Classic Apple Pie with Pre-Cooked Apple Filling

This is a recipe I found and use for Thanksgiving Apple Pie. It involves precooking your apple pie filling before baking. It is a great way to maintain the right consistency and to avoid a watery filling. This allows you to taste for sweetness and seasoning ahead of time. If your filling tastes good, the pie will be good.

Best Apples to use

  • Good choices both for taste and that hold together. You don’t want apple sauce: Honeycrisp, Braeburn, and Granny Smith. Do not use Red Delicious.

  • I normally use Honeycrisp for a sweet pie and Granny Smith for a tart one. There are folks that swear by the combination of both.

Ingredients

  • 1 Perfect Pie Crust Recipe (Perfect Pie Crust)

Apple Pie Filling

  • 4 pounds apples (about 8-9 large apples, see note above about recommended types of apples)

  • 2 tablespoons cold unsalted butter, divided

  • 1/2 cup brown sugar

  • 1/4 cup granulated sugar

  • 1 teaspoon ground cinnamon, plus more if desired

  • 1/8 teaspoon ground nutmeg, plus more if desired

  • 1/8 teaspoon ground allspice, plus more if desired

  • 1/4 teaspoon salt

  • Zest of 1 lemon

  • 2 tablespoons fresh lemon juice

  • 2 tablespoons cornstarch

Additional

  • 1 large egg

  • 1 tablespoon heavy cream if you have it but do not buy just for a tablespoon, use whole milk

  • Coarse sugar

Preparation

  1. Make the crust according to the perfect pie crust recipe.

  2. Peel apples and cut out the core. Then cut into 1/4 inch slices. They should all be cut to the same size for even cooking. I use an apple corer and slicer that cuts the apple into 8 slices. I then slice in half once more.

  3. In a large deep skillet or Dutch oven over medium heat, melt 1 tablespoon unsalted butter and add the sliced apples, brown sugar, granulated sugar, cinnamon, nutmeg, allspice, salt, lemon juice, and lemon zest. Cook, stirring for about 10-15 minutes until apples have slightly softened but not lost their shape.

  4. Sift and sprinkle 1-2 tablespoons cornstarch and mix (start with 1 tablespoon and add more if needed. The amount of cornstarch varies depending on the amount of juice released by the apples. Bring to a simmer and cook for an additional 3-5 minutes until juices thicken. If not thick enough, add more cornstarch at this time ( little by little, stirring). Note: sifting the cornstarch beforehand prevents clumps from forming. I use a small kitchen strainer.

  5. Set aside and let cool to room temperature. If you want it to cool faster transfer it from the hot pan to a bowl.

  6. After the filling has cooled down, preheat the oven to 400 degrees F.

  7. Cut the remaining 1 tablespoon of cold butter into small cubes. Set aside.

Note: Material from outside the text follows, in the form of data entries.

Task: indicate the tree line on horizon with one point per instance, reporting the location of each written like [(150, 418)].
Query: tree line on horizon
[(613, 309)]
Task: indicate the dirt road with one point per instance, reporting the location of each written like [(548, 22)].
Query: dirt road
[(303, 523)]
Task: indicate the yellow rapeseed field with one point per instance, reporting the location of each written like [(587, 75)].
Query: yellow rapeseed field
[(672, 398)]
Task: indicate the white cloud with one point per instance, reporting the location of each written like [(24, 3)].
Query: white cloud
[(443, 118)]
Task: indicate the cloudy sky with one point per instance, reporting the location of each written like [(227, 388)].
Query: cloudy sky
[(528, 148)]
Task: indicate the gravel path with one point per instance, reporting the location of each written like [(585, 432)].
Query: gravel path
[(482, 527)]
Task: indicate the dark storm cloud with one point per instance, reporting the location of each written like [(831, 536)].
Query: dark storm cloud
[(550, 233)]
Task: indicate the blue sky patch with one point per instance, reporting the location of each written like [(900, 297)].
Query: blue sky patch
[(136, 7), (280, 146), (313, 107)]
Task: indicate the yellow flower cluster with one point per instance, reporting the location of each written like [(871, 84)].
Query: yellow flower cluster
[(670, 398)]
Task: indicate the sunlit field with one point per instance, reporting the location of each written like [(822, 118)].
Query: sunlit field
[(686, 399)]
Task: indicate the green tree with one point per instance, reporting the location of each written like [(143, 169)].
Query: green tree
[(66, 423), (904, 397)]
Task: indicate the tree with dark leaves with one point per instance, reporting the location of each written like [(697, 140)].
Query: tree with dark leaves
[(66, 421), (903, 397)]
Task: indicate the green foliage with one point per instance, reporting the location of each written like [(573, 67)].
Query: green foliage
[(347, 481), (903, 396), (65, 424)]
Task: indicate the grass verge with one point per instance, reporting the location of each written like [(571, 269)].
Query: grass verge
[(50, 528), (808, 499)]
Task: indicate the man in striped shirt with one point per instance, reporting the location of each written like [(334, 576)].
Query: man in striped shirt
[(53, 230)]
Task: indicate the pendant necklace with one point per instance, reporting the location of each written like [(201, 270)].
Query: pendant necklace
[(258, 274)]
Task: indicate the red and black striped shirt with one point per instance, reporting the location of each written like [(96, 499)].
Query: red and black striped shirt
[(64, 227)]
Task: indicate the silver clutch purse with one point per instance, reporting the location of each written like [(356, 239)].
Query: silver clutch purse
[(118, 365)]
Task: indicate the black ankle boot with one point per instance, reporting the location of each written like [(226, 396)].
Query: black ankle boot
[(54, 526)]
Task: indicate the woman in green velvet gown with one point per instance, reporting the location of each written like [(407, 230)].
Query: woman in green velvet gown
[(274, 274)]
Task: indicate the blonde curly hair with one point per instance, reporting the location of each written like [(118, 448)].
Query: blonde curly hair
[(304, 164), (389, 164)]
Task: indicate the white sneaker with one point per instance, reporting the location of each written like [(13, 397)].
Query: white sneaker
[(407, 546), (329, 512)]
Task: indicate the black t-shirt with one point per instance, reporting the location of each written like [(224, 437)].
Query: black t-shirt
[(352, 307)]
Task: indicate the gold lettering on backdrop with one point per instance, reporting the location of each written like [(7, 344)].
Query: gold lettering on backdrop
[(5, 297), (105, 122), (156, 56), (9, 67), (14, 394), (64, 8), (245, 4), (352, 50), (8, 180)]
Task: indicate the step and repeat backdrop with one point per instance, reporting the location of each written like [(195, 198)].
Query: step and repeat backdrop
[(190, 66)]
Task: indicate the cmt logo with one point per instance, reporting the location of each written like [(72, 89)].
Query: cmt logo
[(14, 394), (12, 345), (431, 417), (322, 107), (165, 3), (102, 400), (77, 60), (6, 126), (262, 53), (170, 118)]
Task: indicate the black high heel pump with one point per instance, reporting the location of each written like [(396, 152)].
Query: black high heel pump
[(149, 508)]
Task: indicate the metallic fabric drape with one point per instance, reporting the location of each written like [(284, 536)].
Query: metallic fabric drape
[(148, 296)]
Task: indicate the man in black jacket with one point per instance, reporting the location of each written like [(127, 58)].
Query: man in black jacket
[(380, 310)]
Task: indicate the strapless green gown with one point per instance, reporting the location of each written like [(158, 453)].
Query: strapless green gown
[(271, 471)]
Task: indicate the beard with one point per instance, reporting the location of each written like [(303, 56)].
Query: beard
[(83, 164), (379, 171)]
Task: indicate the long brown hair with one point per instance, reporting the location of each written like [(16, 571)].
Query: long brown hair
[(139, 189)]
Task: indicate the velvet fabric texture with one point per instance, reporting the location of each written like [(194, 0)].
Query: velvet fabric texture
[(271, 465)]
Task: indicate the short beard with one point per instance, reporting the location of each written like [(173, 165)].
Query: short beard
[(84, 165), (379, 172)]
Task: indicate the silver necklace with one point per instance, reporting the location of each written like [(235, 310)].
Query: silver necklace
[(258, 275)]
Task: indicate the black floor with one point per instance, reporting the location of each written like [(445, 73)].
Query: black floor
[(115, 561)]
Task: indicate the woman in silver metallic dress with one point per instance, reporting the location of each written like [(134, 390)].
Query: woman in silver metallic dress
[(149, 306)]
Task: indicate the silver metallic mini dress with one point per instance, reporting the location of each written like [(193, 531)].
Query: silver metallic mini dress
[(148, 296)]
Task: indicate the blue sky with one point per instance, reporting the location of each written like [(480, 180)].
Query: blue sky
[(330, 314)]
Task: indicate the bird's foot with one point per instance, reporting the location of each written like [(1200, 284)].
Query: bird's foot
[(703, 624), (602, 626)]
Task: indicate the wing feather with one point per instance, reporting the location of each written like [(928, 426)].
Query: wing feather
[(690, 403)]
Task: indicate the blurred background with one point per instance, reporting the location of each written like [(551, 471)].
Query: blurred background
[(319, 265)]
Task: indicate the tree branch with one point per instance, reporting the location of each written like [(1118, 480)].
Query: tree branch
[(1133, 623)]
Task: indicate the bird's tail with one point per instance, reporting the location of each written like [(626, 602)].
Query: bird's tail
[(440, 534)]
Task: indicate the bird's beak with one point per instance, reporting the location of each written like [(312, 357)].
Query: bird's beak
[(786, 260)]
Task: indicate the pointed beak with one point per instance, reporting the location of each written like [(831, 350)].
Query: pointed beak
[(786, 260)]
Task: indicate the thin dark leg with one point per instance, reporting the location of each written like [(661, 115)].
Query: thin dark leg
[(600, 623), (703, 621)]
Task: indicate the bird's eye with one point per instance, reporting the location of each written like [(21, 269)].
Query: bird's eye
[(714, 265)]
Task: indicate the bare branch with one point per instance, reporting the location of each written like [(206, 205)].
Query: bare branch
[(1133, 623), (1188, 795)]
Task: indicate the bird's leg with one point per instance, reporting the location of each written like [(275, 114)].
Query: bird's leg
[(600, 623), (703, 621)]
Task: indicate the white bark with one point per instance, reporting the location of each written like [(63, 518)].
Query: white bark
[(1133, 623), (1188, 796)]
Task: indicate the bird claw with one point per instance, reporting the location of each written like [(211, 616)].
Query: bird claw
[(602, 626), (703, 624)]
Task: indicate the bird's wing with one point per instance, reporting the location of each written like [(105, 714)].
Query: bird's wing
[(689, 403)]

  8. Roll out the dough to a 12-inch circle using a rolling pin on a floured surface to about ¼ inch thick. Repeat for the second disk.

  9. Transfer dough to a 9-inch pie pan. Fill with the cooled apple pie filling and dot with the remaining 1 tablespoon butter cut into small cubes. Cover the pie with the second rolled out dough. Trim any overhang or excess dough. Seal edges with a fork or with your fingers. Make a few slits at the top to let the steam escape. If you would like a lattice top see the instructions below.

  10. If your making a lattice top, refrigerate the pie for about 15-20 minutes. If not, skip this step.

  11. Make the egg wash by whisking the egg with heavy cream or milk. Brush the pie dough with egg wash and sprinkle with coarse sugar if desired.

  12. Place pie on a large baking sheet and bake for 25 minutes at 400 degrees F. Remove pie from oven and put a pie crust shield or cover edges with foil. Lower oven temperature to 375 F and bake for an additional 30-35 minutes until golden brown and bubbly.

  13. Let it cool on a wire rack for 3 hours before serving. If you cut into it before it has cooled down a bit, it will fall apart.

How to Make a Lattice Pie Crust

A lattice pie crust is pretty and makes it easier for the steam to escape.

  1. Roll out the second dough disk to a 12-inch circle. Cut 12 strips of equal width.

  2. Lay each 6 strips, alternating, on top of the pie so that they are evenly spaced. Then fold back only 3 of those strips, alternating. Place another strip, from the remaining 6, perpendicular to the ones you folded back. Then fold those back into place.

  3. Fold the other 3 strips back, and lay another strip, from the remaining 4, perpendicular on top. Then fold them back into place. Repeat until you finish using all the strips.